GREENVILLE, S.C. (WSPA) – People living in Greenville County will get to vote for sheriff twice in 2020. That’s because there will be both a special election and a general election for the position.
With former sheriff Will Lewis convicted and serving time, Greenville County will be looking to elect the top cop spot.
The filing period for the special election will be from November 15 to the 23. Almost immediately after that, candidates will have to gear up for the regular race for the position.
“We really couldn’t plan until it actually happened. And then when that happened, that put a sequence of dates and times into place,” Greenville County Director of Elections Conway Belangia said.
He said it’s anyone’s guess at this point as to how many people will run in the special election.
“We can have anywhere from two to 40. Now are we going to have 40? No. But we may have six or eight. That’s not out of the realm of possibility,” said Belangia.
Filing for the race starts on November 15. After that, the choices will become much clearer.
“Until noon on Saturday the 23 of November, when filing closes, we’ll know who is and who’s not [running],” said Belangia.
Even so, prospective candidates can be seen campaigning already.
“I ran into people who had on campaign material that said sheriff of Greenville County, handing out their cards and campaign literature,” Balengia said.
Still, those people will have to gather signatures, file with a party and pay a fee to get their names on the ballot.
The special election primary and runoff will happen in January. The special election itself will be on March 10. Less than a week later, the whole thing will start again.

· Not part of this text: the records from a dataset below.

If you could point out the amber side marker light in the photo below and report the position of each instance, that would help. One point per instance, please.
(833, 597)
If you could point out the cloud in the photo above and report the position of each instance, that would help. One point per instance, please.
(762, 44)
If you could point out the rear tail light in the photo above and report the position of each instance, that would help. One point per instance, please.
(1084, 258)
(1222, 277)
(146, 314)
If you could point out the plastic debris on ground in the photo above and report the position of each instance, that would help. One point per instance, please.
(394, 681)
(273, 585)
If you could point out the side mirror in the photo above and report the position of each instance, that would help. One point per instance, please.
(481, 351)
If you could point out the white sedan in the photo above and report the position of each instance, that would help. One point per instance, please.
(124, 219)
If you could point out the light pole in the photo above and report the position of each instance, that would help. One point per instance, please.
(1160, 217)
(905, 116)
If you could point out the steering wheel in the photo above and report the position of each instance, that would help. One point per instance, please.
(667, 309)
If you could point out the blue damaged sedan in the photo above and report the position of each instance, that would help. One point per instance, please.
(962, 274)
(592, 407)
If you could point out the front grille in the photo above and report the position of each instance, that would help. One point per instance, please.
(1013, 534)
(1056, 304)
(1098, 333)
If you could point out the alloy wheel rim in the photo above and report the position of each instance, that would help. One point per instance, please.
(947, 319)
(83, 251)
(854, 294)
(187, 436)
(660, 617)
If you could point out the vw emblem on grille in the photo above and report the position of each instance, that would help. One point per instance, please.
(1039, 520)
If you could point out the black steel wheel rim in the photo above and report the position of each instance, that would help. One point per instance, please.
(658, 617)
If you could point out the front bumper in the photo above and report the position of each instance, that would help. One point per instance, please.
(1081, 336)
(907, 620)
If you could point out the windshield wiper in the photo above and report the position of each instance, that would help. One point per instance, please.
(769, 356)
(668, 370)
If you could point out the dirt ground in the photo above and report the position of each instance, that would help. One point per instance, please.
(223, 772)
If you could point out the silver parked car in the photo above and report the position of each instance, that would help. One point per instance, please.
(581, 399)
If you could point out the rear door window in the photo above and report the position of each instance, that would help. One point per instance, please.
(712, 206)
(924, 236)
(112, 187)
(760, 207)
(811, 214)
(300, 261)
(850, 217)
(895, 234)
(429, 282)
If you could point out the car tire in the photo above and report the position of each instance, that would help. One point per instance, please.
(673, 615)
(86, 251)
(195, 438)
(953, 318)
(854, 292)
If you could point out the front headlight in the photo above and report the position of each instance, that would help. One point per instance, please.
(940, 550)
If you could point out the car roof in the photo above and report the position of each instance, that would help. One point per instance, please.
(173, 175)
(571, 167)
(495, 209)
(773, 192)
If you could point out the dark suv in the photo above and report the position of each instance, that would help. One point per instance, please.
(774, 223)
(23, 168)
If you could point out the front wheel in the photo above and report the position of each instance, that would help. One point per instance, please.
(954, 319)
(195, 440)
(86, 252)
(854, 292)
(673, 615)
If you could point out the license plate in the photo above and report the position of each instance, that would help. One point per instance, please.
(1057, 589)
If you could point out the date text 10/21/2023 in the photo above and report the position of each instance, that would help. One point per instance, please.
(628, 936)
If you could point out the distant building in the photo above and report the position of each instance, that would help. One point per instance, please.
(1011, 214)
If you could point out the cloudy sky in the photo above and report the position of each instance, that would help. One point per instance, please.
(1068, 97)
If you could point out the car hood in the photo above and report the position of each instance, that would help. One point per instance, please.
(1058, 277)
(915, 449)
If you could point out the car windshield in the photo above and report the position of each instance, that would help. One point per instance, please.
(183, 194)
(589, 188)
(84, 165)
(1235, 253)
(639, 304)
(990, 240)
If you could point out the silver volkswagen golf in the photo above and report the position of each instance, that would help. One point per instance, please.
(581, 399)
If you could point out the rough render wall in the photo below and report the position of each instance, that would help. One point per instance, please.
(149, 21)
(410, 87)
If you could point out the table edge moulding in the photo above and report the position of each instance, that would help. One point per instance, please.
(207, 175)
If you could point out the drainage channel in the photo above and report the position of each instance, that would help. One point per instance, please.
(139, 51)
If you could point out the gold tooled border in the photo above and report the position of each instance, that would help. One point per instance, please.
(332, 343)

“The good thing is at least by the time they get to the filing in March for the big election in November the field should have been narrowed down some,” Balengia said.
Filing in the general election for sheriff will open on March 16.
Belangia said by state law, the special election has to happen. He also said that because of the power a position like sheriff holds, voters demand a voice.
“They want to be able to choose who is the chief law enforcement officer in the county like it’s been done forever,” Belangia said.
Right now, Johnny Mack Brown is the interim sheriff appointed to the position. Whoever wins the special election will serve as sheriff through the end of the current term, then the person who wins the general election will take over.